En la zona costera los paladares se deleitan con los langostinos y el pescado a la talla, mientras que en Patzcuaro las mesas se visten de fiesta con el exquisito pescado blanco. A la hora de refrescarse nada mejor que la famosa nieve de pasta, a base de vainilla, huevo, leche y azúcar.

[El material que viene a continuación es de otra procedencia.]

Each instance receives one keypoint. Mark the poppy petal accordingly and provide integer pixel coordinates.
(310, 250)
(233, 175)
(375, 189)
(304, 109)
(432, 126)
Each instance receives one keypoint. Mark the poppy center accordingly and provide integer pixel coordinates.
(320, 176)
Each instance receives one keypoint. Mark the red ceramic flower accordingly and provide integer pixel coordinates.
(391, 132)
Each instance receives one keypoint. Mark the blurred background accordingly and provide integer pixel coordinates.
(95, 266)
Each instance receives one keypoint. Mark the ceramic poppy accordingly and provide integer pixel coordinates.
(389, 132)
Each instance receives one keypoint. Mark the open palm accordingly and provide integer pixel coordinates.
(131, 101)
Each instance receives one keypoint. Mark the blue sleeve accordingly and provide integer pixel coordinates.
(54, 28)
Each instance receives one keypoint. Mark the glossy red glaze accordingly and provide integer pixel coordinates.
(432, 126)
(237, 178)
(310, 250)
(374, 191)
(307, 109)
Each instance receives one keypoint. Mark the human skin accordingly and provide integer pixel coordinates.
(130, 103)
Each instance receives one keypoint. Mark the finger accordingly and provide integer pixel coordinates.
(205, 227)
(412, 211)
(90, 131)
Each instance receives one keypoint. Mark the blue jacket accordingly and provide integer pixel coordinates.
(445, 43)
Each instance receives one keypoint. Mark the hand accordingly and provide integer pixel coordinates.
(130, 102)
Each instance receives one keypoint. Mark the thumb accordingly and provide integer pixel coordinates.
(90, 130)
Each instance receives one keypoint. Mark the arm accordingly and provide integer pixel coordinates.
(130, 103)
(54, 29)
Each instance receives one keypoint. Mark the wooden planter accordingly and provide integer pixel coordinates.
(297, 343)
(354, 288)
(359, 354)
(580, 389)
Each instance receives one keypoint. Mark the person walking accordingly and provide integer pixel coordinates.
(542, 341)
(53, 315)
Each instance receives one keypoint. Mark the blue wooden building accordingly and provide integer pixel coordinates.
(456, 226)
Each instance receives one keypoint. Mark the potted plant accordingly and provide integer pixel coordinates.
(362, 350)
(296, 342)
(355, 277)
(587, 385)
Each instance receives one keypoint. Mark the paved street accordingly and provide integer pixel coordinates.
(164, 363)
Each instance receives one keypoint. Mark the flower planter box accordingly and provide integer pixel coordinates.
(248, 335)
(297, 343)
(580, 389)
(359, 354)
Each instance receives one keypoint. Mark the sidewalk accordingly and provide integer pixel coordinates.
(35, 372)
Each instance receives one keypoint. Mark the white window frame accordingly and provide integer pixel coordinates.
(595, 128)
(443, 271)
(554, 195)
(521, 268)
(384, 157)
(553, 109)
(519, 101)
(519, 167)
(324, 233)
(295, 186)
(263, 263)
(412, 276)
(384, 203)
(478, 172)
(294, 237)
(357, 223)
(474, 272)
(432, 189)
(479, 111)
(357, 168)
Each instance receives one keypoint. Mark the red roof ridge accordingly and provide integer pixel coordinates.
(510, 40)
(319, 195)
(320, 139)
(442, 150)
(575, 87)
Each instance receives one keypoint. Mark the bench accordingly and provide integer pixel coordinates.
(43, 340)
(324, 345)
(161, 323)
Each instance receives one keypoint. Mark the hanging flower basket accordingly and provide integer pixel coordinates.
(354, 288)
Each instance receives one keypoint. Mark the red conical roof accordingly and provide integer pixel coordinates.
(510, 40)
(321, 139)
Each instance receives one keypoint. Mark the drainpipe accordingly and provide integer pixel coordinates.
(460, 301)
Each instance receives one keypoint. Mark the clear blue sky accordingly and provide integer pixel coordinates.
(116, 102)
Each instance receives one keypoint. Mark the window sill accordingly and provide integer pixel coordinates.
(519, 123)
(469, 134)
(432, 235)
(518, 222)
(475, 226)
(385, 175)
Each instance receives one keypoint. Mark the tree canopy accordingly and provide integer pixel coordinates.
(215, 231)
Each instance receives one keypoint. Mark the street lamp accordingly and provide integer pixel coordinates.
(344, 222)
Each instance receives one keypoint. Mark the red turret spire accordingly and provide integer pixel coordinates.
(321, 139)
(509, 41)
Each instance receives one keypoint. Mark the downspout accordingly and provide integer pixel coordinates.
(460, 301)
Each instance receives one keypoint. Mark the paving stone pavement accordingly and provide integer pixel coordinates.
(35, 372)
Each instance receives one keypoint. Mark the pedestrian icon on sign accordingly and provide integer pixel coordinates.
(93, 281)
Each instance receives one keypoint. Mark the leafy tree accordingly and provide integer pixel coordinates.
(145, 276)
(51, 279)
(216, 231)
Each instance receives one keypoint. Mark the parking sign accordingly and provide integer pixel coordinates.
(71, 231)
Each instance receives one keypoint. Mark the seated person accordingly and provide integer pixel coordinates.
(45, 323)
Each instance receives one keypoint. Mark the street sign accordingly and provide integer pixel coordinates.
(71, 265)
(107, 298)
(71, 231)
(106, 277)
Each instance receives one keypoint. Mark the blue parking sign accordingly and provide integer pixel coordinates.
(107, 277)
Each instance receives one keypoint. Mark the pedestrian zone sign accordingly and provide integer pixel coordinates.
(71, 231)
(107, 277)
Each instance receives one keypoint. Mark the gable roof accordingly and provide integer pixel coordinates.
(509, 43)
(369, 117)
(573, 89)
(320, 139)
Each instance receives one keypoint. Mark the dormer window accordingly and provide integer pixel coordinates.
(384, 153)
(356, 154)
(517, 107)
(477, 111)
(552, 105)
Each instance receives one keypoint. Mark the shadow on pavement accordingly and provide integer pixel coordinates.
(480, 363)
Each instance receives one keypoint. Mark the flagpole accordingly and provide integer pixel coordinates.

Otras delicias que no se deben dejar de probar son el caldo michi, con pescado y tuna agria; la morisqueta, arroz blanco cocido, con frijoles fritos y salsa guisada con queso o carne y el aporreadillo, tiras de carne seca, guisadas en salsa roja. El toque de dulzura lo ponen los chongos zamoranos, que tienen como ingrediente principal a las fresas de la zona, según dicen, las mejores del mundo: el chocolate de Metate, el pan de nata, las frutas en conserva, los buñuelos y los atoles de tarecuato, completan la carta de postres.